14 - 15 October 2009

Sheraton Perth Hotel, Western Australia

Franco Pirajno
Project Leader
Geological Survey of Western Australia


Dr Franco Pirajno is a Project Manager with the Geological Survey of Western Australia, currently leading a team of geoscientists engaged in the study of the geology and mineralisation of Palaeoproterozoic basins, in Western Australia. Prior to joining the GSWA in 1994, Franco Pirajno was Professor of Exploration Geology and Director of the MSc course in Economic Geology at Rhodes University, South Africa, after 19 years in exploration with the Anglo-American Corporation of South Africa. In his career, he has gained considerable experience in tectonics, volcanology, ore deposit geology and mineral exploration in Europe, Africa, South East Asia, New Zealand, the South West Pacific, China, Greenland and Australia.

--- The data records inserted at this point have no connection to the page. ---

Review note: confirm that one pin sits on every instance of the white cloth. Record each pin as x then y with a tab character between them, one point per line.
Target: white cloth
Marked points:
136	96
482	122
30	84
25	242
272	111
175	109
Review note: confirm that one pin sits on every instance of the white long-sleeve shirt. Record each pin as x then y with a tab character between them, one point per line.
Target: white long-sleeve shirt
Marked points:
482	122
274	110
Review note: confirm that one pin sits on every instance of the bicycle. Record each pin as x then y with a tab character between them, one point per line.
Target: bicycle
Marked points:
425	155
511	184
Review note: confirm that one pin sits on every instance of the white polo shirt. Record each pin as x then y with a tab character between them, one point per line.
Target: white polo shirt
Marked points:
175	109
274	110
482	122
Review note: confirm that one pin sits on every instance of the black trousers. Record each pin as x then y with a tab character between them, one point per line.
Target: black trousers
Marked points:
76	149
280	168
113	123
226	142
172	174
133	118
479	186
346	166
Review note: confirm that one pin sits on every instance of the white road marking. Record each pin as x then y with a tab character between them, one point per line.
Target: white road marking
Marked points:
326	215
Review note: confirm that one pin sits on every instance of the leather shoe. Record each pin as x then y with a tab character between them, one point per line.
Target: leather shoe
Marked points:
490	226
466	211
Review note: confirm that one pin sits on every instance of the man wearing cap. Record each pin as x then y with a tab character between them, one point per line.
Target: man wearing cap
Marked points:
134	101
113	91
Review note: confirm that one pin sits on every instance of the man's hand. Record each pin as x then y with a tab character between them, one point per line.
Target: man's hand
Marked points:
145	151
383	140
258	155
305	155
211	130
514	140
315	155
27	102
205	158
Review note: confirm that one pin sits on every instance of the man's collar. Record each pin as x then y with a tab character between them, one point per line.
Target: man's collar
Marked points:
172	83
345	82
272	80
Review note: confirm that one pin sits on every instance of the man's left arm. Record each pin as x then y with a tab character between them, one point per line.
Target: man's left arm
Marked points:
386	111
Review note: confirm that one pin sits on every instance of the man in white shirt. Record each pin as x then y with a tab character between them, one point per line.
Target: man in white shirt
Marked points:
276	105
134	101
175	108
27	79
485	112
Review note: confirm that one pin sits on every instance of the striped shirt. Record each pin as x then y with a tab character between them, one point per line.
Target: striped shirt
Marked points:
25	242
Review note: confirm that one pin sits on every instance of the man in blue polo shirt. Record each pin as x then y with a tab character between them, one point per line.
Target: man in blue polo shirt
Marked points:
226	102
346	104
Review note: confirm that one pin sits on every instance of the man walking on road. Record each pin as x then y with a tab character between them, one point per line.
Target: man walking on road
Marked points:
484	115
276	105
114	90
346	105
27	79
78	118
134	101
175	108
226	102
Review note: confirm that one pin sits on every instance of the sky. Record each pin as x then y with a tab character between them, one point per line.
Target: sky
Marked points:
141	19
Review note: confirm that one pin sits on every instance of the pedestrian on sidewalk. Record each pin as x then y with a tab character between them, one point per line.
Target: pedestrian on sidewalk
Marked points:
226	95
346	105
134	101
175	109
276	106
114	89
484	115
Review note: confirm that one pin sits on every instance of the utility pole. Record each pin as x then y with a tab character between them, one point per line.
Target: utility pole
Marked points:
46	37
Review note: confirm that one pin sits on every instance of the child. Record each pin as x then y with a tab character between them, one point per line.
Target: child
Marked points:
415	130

Franco has a Doctorate degree in Geological Sciences from the University of Naples and his professional interests are the study of hydrothermal systems, regional tectonics and metallogeny.
More recently, Franco has become involved in the study of hydrothermal processes through time and space, and of meteorite impacts-induced hydrothermal systems. On Earth, sites of hydrothermal activity support, both at surface and in the subsurface, varied ecosystems based on a range of chemotrophic microorganisms, which in many cases, directly or indirectly, participate in processes of ore genesis. Some of these ecosystems could be similar to the earliest biological communities that existed on Earth about three and half billion years ago. It is possible that hydrothermal processes also operate on other planets and satellites in our solar systems, for example on Mars, where liquid water was present, or on Europa, where subsurface liquid water could exist. These extraterrestrial hydrothermal systems may have supported primitive life forms and formed mineral deposits.